Four months in, Stephen had yet to lay eyes on one of the deadly snakes, though he’d seen his share of Afghan animal life. Pigeons or something close lined the rafters of the old Russian-built hangar at KAF. Horses were in short supply throughout the region, but there were always the hobbled, hopping donkeys, the reeking, skin-and-bones goats. Once, during a cordon search of a village, he came upon half a dozen rabbits in a corner courtyard. He didn’t spot them at first, their fur the same powdery brown as the little baked houses, the many winding walls.
Fresh meat
, one of the others said hoarsely behind him, but Stephen could think only of scooping one up and holding it. Clutching it to his hammering chest.

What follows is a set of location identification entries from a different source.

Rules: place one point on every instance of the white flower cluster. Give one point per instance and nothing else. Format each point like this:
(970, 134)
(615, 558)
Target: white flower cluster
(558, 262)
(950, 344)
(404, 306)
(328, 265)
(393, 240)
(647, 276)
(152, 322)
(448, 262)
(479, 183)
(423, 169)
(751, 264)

Once he got over the small shock of the camel spider’s presence, Stephen decided to test the shade theory for himself. Stepping to one side, he found the creature came too, riding
the slim carpet his shadow made. Another step saw it dog him again. He’d heard they were big, and sure enough, this one was the size of a toddler’s hand. He’d heard they were ugly too, but that wasn’t strictly so. There was a delicacy to the way it fingered along after him through the sand. It was pale, soft grey and ivory, with pointed feet and a fine, almost formal design. Not so much a child’s hand as an X-ray of that hand come to life. The longer he watched it, the lovelier it became.

It stuck by him throughout the long afternoon, even followed him back to the LAV when the order to move finally came through. He considered pointing it out to his fellow soldiers but thought better of the idea. It would only take one startled soul, one boot brought down with a nervous laugh. He lagged a little, making sure he was the last one up the ramp. The camel spider kept on alone. As it vanished into the gloom beneath the LAV, Stephen said a rapid, silent prayer. Let it keep clear of the wheels, he thought. Let it live.

He’s forgotten what he was doing, where he is. The sun on his face is confusingly pleasant, the armoured vehicle before him all wrong. The fork is what sets him straight. Loader, not LAV. He’s on his way to shift the cars he flattened earlier, start a new stack along the eastern wall.

Talk about a cheap date—one beer and she offers to make dinner? She’s not the world’s worst cook, but when was the last time she made a meal for other people? Guy didn’t protest
the way anyone else would have. If he had, Edal might have come to her senses and backed out.